Accelerating Software Delivery By Unifying CI/CD and Observability

Wayne Greene
DevOps Dudes
Published in
5 min readJan 7, 2021

Co-written with Seetharam Param, CEO of ReleaseIQ.io

I was reminiscing with a friend and former colleague of mine recently about how we both have experienced product and service releases that were under tremendous pressure to deliver a new feature or capability and were already behind schedule. Along with the highly charged environment and the pressures on the team, people were already tired and quality issues started creeping into the builds. Look, our teams had the best of intentions but being behind on a critical release meant that ultimately quality there was an impact on quality. And, when we finally managed to get these challenging releases “out the door,” too many defects escaped with them and made just about everything worse. Now, not only are we delaying revenue and missing opportunities, the high-priority need to fix critical defects flattens our capacity for new projects, compounding frustration and opportunity costs.
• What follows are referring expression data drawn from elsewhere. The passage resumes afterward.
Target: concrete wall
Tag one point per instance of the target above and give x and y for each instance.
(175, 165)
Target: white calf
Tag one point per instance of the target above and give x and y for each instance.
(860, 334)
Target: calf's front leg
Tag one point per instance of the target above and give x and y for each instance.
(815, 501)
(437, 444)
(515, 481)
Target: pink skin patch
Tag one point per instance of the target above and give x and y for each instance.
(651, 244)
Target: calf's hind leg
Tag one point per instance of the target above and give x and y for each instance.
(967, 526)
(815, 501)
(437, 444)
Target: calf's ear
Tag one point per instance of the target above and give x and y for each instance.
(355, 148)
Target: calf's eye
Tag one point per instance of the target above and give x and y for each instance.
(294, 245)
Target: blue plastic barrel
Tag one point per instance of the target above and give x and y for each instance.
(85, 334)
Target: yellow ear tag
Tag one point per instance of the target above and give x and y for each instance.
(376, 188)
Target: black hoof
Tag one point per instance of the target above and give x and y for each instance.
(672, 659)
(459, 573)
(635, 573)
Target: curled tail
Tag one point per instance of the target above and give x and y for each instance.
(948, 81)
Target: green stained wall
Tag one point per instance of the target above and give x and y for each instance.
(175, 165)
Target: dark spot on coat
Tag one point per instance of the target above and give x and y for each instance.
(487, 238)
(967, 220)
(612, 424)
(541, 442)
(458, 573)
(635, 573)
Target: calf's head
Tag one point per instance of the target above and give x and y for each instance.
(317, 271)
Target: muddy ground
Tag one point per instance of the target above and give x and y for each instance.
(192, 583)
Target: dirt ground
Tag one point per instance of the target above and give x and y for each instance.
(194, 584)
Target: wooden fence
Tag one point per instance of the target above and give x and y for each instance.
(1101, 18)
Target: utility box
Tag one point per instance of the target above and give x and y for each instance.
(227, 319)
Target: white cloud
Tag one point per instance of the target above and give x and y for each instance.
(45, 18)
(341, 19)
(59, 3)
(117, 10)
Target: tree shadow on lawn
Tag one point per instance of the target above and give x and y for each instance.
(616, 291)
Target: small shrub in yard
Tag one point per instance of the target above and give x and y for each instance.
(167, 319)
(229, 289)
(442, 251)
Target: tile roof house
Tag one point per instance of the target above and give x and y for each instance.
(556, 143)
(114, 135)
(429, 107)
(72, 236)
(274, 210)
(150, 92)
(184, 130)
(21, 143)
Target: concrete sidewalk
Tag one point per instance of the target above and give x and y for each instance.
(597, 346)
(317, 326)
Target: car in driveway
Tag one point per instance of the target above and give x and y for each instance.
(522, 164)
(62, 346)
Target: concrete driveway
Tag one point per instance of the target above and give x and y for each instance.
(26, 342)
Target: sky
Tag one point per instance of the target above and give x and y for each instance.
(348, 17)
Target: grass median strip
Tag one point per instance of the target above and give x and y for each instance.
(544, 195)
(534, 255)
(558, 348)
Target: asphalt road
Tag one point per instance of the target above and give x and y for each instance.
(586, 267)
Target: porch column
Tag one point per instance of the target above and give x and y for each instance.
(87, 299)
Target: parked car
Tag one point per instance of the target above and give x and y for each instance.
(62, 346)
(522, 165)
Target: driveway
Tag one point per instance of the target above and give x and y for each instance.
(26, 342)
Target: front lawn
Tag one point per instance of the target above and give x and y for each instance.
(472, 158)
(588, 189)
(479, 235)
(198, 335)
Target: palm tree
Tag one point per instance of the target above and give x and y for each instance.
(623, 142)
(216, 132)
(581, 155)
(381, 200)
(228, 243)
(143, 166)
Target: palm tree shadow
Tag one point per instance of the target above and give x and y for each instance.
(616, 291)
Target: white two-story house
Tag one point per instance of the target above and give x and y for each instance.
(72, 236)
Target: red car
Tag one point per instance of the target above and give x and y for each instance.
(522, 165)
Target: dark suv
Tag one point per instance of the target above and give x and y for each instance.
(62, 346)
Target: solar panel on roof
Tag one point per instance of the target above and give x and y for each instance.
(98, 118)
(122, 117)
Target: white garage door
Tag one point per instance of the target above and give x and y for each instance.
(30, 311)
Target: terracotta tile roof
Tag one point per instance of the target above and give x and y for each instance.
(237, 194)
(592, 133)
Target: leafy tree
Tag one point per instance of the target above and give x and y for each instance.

Building and maintaining great CI/CD pipelines is hard, but doable

These formative (and painful) experiences instilled in me a passion to commit my professional career to resolve these two critical issues:

  1. How we make the engineering team more productive, so we can accelerate the releases.
  2. How efficiently we identify and resolve the offending commits early in the release cycle and gating them from reaching production.

Fortunately, early in my career I had the opportunity to learn from folks that were very good at building efficient release processes that delivered consistent high quality releases. In particular, I learnt a lot from BEA Weblogic’s Engineering team which built one of the most efficient and automated release processes with a lot of emphasis on quality. I was also part of a talented team in VMware which was responsible to set up the release processes and CI/CD pipelines for the on-prem and cloud native applications. It was painful, but we successfully integrated the CI/CD pipelines with a few monitoring tools to help the developers to debug the pipeline issues.

Why doesn’t everyone build great CI/CD pipelines, to accelerate software delivery?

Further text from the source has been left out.